Kenya Airways #ticker:KQ (KQ) has partially succeeded in slashing the hefty Sh144 million compensation that was due to former finance director Alex Mbugua after the Court of Appeal ruled that there was no basis in awarding three years’ salary for his illegal sacking.
Mr Mbugua, who was fired from his position as KQ’s chief finance officer (CFO) on January 19, 2016 after eight years, will now get compensation for gross salary for nine months.
In 2017, the Employment and Labour Relations Court had directed the troubled carrier to either pay him Sh144 million being salary due for three years and 12 months from the date of his sacking or reinstate him to his former job.
At the time he left the company, he was earning about Sh3 million in monthly salary.
But Justices Martha Koome, Patrick Kiage and Sankale ole Kantai of the Appellate Court have struck out the 3-years compensation saying there was no explanation or justification. They, however, said that given the shabby, humiliating and unjustified manner in which KQ treated him, nine months’ compensation was appropriate.
This means that Mr Mbugua will now get about Sh27 million compensation from the carrier.
The judges agreed that Justice Monicah Mbaru of the Labour Court was right in finding that KQ was in breach of the law when it summarily terminated Mr Mbugua’s employment.
“It is quite obvious to us that KQ conflated the performance review and disciplining process and came up with what was essentially a hybrid, mongrel process that did not fall under either category,” they said.

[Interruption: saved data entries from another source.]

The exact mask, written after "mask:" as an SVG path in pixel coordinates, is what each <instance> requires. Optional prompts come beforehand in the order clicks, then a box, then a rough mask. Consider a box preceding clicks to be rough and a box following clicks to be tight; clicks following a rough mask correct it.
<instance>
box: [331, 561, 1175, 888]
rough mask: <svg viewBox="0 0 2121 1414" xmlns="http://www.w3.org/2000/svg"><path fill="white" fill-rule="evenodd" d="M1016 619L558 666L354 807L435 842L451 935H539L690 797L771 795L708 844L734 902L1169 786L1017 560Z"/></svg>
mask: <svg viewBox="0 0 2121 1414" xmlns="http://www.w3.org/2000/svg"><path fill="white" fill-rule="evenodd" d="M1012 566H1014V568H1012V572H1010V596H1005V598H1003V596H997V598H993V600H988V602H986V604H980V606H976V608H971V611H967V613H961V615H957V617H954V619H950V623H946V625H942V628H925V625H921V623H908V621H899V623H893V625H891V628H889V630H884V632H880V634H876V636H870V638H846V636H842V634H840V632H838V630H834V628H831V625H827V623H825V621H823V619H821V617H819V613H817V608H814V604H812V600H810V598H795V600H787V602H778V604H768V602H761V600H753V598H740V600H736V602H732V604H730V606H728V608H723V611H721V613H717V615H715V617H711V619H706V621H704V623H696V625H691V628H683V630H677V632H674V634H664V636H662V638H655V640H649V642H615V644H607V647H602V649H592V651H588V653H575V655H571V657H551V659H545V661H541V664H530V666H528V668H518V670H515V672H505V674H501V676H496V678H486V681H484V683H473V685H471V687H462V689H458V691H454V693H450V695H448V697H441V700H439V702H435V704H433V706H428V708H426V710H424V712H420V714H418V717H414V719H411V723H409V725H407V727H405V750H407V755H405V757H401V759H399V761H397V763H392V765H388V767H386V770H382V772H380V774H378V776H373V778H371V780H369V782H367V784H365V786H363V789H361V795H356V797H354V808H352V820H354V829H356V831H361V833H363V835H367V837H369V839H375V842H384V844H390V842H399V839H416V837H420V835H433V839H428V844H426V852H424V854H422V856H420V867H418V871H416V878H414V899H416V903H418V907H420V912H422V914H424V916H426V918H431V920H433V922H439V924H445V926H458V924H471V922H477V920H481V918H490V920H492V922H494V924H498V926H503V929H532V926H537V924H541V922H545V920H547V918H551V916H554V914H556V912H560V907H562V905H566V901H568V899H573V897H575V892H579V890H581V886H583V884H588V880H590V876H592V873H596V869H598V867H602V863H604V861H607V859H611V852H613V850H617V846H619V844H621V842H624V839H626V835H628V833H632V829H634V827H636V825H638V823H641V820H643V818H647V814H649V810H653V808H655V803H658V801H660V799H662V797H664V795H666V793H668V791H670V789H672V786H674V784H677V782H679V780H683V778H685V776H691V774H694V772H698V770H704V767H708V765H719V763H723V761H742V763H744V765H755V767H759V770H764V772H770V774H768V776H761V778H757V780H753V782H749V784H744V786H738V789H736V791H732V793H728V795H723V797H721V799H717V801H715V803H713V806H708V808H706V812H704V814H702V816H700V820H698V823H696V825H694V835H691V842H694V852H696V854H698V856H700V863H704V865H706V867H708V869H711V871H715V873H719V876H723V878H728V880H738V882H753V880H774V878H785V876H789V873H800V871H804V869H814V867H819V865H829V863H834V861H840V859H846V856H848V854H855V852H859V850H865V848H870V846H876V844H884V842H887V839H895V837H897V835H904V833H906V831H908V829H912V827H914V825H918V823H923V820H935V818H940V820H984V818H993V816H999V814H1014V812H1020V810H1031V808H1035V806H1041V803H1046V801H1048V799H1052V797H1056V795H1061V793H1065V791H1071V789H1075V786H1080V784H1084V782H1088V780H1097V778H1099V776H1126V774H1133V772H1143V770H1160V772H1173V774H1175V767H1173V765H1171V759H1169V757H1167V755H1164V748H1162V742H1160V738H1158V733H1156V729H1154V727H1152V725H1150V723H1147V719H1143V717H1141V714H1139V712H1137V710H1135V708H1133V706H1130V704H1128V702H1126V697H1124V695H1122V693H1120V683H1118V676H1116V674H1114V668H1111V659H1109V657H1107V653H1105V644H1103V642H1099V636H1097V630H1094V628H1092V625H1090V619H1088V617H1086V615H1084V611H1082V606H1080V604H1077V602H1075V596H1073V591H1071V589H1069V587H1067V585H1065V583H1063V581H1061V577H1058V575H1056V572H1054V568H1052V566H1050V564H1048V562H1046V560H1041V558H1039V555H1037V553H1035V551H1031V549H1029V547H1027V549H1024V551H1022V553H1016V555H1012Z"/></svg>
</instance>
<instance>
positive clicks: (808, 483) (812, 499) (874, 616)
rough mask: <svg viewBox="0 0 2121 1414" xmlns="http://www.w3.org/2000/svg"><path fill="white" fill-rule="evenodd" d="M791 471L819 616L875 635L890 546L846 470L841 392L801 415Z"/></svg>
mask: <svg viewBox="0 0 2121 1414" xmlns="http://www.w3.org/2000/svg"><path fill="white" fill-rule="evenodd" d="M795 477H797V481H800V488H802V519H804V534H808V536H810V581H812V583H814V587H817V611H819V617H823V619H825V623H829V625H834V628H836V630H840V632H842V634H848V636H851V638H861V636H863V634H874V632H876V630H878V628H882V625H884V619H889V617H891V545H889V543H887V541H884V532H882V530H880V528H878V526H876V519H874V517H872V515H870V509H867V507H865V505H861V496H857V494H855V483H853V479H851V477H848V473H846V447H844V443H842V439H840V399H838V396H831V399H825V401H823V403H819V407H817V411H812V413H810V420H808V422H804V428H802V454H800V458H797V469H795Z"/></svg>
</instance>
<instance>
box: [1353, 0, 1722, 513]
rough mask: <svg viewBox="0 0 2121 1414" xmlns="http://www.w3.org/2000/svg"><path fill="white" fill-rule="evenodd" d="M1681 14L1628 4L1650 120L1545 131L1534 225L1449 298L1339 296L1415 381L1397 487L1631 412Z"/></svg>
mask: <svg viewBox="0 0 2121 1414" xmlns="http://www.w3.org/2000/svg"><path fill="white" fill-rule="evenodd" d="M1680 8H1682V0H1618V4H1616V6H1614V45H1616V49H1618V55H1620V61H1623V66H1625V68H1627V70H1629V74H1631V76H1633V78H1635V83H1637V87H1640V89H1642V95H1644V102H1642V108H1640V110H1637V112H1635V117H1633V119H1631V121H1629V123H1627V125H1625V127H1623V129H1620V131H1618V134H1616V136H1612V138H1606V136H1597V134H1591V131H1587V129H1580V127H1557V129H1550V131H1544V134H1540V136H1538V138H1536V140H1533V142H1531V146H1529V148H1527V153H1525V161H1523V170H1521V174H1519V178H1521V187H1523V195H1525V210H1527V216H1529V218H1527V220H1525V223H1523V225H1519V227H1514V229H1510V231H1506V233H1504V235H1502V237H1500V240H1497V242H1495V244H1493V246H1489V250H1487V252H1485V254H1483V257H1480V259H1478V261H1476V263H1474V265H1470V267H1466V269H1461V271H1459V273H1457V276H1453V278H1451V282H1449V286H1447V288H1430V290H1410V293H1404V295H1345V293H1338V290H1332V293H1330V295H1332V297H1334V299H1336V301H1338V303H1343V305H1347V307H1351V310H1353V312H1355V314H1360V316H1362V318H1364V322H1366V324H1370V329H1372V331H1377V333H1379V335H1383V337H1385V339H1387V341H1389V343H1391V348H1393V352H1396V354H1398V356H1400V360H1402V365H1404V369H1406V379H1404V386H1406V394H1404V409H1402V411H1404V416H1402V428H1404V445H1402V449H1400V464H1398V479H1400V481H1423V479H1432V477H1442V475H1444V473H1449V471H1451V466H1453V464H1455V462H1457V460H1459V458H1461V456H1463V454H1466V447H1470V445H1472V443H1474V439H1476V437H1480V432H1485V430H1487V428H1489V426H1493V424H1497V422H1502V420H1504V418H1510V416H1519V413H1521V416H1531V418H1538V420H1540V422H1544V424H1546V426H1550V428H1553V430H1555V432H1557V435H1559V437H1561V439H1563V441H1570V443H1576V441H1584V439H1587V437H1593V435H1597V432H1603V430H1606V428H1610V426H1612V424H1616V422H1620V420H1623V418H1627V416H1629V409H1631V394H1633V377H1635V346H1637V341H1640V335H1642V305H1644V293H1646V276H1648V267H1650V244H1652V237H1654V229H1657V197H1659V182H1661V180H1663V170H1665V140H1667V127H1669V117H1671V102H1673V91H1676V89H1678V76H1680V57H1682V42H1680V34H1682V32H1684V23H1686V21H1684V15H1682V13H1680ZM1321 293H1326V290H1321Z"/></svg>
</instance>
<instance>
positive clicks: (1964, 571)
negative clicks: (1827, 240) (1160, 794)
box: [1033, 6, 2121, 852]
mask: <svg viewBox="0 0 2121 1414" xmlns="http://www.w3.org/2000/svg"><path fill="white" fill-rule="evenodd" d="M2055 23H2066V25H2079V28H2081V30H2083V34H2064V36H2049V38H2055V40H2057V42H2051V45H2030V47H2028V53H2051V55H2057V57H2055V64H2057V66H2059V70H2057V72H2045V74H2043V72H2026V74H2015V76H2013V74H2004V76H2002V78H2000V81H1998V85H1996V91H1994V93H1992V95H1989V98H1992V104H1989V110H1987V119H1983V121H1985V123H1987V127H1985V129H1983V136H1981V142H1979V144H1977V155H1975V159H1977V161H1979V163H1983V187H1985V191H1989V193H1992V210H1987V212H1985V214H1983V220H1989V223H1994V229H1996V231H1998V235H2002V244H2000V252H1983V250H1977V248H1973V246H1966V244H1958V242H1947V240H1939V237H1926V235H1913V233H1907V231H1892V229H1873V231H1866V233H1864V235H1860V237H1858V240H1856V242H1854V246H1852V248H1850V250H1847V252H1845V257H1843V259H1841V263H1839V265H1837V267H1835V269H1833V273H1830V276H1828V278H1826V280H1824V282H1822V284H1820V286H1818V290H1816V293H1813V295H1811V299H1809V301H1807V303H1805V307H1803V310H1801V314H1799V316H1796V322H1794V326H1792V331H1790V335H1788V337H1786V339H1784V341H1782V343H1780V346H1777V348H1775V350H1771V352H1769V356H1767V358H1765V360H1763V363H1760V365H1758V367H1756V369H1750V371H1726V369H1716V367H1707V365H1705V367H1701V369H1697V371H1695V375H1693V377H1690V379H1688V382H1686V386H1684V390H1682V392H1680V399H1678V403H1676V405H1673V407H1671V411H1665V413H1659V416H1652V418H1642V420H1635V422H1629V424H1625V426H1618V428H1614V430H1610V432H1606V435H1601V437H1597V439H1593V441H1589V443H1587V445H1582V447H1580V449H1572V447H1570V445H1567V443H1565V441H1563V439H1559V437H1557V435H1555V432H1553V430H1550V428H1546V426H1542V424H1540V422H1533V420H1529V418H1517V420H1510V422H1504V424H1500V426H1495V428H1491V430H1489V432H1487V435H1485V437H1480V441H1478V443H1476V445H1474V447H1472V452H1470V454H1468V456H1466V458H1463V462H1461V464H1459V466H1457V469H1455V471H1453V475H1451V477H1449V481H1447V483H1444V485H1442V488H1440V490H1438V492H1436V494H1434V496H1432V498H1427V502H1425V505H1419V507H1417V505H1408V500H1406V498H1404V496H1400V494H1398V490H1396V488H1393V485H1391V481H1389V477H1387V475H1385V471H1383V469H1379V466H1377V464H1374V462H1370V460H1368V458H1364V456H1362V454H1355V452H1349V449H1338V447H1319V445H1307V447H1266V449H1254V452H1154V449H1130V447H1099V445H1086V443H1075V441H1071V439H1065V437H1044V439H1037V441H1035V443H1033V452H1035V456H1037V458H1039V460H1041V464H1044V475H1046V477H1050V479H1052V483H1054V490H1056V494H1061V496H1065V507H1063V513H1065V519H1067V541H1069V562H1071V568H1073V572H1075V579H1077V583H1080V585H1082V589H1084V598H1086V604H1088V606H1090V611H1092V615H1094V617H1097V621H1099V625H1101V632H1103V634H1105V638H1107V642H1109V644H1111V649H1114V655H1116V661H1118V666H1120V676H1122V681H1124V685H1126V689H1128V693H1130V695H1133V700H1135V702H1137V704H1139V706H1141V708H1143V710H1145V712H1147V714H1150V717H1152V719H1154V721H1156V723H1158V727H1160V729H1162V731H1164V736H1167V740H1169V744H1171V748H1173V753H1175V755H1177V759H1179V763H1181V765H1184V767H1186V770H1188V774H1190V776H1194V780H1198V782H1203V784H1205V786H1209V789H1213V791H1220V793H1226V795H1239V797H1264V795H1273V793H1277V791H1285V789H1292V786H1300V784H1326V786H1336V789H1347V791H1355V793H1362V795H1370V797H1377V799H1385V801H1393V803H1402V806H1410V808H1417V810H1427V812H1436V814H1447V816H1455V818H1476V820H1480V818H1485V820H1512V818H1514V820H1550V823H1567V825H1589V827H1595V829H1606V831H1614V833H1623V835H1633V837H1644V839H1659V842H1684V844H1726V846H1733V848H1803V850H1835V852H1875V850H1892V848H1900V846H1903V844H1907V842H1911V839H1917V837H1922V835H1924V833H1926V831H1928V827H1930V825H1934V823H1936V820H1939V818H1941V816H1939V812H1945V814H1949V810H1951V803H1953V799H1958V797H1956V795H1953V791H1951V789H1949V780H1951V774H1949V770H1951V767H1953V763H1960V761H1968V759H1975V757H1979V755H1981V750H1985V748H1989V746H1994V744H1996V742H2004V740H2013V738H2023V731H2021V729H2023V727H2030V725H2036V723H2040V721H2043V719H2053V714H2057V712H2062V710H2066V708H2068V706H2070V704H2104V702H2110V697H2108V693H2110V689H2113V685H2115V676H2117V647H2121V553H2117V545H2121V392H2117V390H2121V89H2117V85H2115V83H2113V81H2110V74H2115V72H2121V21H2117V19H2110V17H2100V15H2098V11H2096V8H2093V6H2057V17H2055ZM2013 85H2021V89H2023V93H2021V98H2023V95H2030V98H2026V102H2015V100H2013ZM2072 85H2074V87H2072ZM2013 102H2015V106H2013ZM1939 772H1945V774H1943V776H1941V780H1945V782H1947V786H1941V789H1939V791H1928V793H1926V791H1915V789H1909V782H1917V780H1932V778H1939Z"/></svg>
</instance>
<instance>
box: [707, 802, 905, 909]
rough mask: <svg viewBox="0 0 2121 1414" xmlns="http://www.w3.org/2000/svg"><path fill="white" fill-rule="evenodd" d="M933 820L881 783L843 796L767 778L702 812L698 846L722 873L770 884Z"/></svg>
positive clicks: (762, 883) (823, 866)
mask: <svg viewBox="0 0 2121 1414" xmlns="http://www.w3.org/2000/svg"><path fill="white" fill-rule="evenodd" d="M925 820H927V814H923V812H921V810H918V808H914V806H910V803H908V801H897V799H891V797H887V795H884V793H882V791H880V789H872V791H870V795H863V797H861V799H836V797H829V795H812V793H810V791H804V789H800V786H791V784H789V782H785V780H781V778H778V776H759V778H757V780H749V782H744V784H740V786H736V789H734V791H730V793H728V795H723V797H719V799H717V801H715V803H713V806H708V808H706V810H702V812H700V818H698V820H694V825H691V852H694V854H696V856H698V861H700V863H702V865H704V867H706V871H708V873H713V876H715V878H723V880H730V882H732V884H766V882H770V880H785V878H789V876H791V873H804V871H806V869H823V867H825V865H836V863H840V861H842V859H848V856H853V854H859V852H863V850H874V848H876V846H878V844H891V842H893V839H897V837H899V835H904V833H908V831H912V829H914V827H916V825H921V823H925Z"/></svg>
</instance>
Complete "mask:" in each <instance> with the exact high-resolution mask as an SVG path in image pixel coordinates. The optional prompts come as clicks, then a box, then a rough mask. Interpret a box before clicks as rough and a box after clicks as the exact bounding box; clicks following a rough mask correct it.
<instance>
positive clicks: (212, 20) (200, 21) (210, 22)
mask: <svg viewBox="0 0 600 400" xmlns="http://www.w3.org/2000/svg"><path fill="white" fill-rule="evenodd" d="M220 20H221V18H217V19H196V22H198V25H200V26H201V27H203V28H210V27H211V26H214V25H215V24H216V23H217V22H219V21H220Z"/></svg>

They added that the process was tainted and it would seem the performance angle was no more than a red-herring to get rid of him from KQ.
“His fate was determined even before he was summoned to attend the Serena session, whatever it was, with the demand that he resign, the barricading of his office, disablement of his email and the like,” they added.
According to him, his troubles with KQ appeared suddenly on January 11, 2016 when he was confronted by the chairman and asked to resign because of his alleged performance.
He claimed that he was let go as part of a vindictive scheme by top managers to conceal plunder at the airline.